There have been highly publicized criticisms of the GWAS approach, primarily because of the perception that they have failed to account for a significant fraction of the heritability of the disease. One of the reasons for this is that the causal variant is almost never identified in a GWAS, just a variant that is near the actual risk locus. In most cases, fine mapping of the region is needed, and the magnitude of risk can be expected to be larger. Although Shi and colleagues (4) did not perform fine mapping of the region, they did impute unobserved genotypes by using data from HapMap Phase III and 1000 Genomes Project, but no SNPs were identified that were more strongly associated than what had been originally identified (rs6489769). It is also noteworthy that in the study by Shi and colleagues (4), the minor allele was inversely associated with risk. Thus, the major (common) allele is associated with greater risk, independent of smoking history. With an estimated minor allele frequency of 0.38, this implies that 85% of the population carries at least one risk allele and 38% carries 2 copies of the risk allele.
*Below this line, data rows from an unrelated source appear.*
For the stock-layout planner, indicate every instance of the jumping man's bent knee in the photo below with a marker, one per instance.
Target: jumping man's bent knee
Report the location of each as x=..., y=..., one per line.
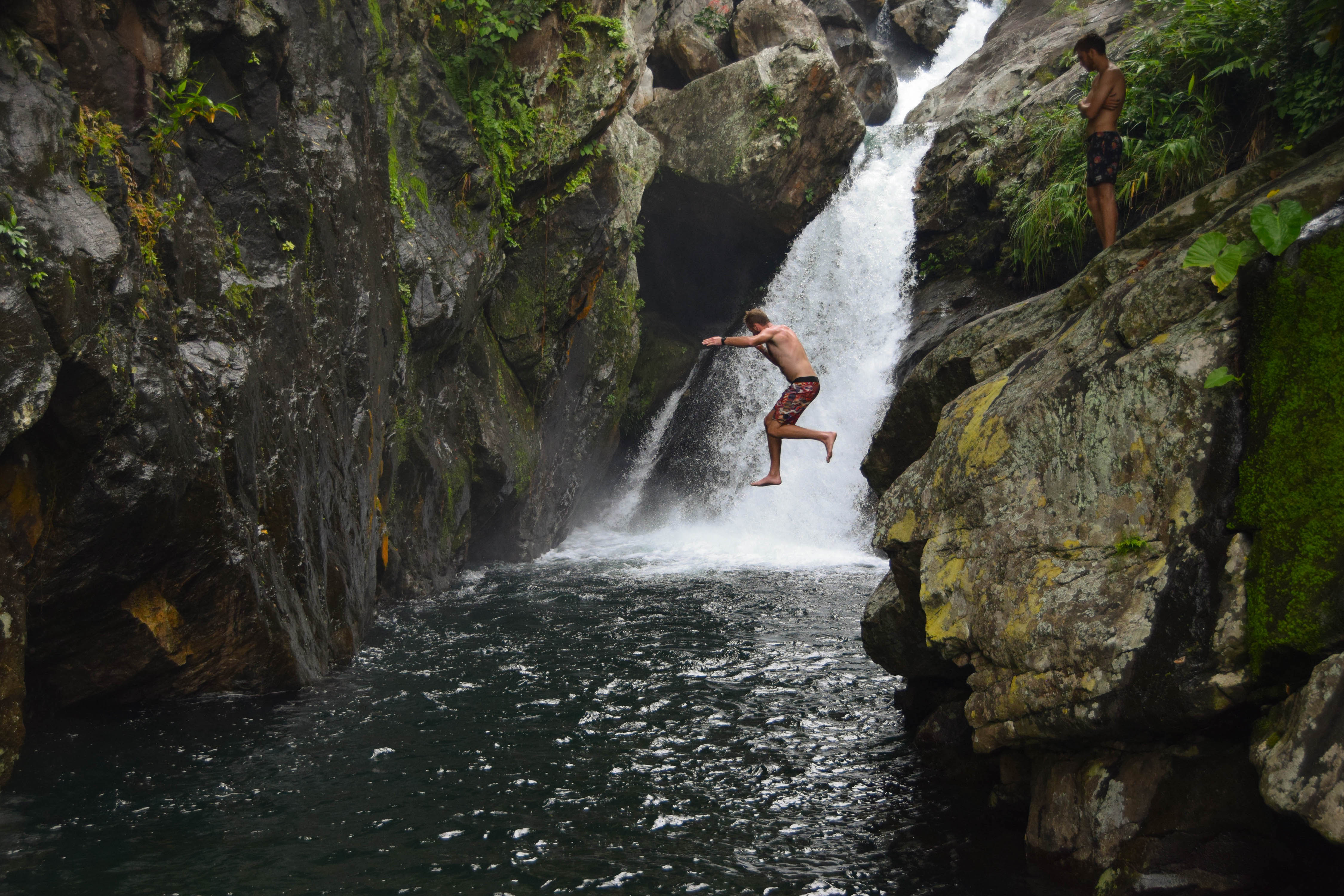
x=783, y=349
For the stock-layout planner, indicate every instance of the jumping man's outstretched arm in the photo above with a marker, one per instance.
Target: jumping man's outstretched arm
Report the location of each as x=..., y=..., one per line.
x=742, y=342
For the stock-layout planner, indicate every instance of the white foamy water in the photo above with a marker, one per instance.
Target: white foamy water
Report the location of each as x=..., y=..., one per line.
x=845, y=291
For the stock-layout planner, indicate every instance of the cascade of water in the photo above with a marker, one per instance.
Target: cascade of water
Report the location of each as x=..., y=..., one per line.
x=845, y=289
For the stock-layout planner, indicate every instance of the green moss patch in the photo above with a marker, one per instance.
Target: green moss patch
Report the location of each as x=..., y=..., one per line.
x=1292, y=481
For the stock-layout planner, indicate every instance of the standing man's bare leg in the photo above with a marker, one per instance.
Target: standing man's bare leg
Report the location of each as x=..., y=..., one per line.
x=1095, y=207
x=1109, y=221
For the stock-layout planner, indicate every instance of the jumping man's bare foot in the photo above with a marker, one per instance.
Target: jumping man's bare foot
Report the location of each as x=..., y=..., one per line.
x=830, y=441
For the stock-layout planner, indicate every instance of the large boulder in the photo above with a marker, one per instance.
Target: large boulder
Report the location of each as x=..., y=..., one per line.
x=693, y=49
x=1155, y=819
x=1300, y=753
x=1064, y=582
x=773, y=132
x=866, y=72
x=751, y=155
x=1061, y=527
x=928, y=22
x=982, y=148
x=769, y=23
Therefore, although the associated risk increase of 1.20 may be modest, the high frequency of carriers means the population-attributable risk is significant.
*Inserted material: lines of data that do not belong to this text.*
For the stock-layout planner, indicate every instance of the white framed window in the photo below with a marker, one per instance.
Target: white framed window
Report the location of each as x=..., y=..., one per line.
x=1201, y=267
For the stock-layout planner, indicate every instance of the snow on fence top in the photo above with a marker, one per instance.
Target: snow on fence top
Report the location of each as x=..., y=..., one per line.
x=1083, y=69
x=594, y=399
It is also appreciated that identification of a locus through a GWAS is merely the beginning. This signifies the start of rigorous laboratory testing of the candidate genes and variants for functional effects (8). Future work is needed to help understand the mechanisms underlying the association of the 12p13.33 locus with risk of squamous cell lung carcinoma and identify translational potential for risk prediction, risk reduction, and improved therapies.
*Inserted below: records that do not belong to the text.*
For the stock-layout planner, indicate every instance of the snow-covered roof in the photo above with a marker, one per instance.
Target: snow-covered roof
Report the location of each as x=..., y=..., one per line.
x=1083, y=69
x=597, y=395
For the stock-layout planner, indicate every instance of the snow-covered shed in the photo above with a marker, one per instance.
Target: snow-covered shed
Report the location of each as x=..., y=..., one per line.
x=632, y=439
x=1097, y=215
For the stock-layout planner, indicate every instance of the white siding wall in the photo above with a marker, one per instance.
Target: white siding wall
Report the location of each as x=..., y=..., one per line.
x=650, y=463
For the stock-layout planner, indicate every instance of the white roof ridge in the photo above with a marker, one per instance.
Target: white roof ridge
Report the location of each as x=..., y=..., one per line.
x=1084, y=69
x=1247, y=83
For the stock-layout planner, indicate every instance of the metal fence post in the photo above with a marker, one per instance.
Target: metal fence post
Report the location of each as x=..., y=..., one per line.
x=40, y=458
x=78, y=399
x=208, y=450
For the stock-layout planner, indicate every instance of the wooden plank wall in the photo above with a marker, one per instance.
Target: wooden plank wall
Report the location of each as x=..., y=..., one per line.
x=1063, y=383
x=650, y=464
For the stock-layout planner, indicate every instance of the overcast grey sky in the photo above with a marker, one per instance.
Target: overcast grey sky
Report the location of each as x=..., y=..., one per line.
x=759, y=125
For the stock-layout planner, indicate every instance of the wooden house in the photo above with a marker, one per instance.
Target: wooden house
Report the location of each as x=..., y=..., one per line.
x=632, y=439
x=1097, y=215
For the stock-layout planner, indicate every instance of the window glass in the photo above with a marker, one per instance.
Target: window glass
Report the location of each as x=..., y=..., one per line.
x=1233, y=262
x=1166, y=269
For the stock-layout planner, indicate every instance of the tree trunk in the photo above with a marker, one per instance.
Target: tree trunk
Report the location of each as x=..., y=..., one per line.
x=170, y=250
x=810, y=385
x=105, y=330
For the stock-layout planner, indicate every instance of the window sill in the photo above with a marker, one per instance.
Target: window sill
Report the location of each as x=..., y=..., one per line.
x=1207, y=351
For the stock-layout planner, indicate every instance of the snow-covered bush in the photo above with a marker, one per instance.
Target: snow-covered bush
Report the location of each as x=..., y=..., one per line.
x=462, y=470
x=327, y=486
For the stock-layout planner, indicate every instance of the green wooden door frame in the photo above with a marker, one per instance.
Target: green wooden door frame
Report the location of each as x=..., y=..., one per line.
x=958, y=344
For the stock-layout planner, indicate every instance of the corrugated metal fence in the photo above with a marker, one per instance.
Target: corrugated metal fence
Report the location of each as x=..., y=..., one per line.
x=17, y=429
Given the size of the discovery population and the replication efforts, it is unclear whether additional DNA variants can be identified for lung cancer. Certainly, there are other biologic pathways, functional gene sets, or regulatory regions that could be examined using the analytic approach showcased by Shi and colleagues (4). For example, most GWAS findings are not actually within genes, but in intergenic regions that may signal the location of DNA polymorphisms associated with control of translation (e.g., ref. 9). Of course, there remains optimism that there is an undiscovered cache of uncommon and rare variants in exomes for which greater effect sizes will be evident (10). Making sense of all of these data through an integrative epidemiologic framework can help realize the potential to make measurable progress against cancer.
Disclosure of Potential Conflicts of Interest
No potential conflicts of interest were disclosed.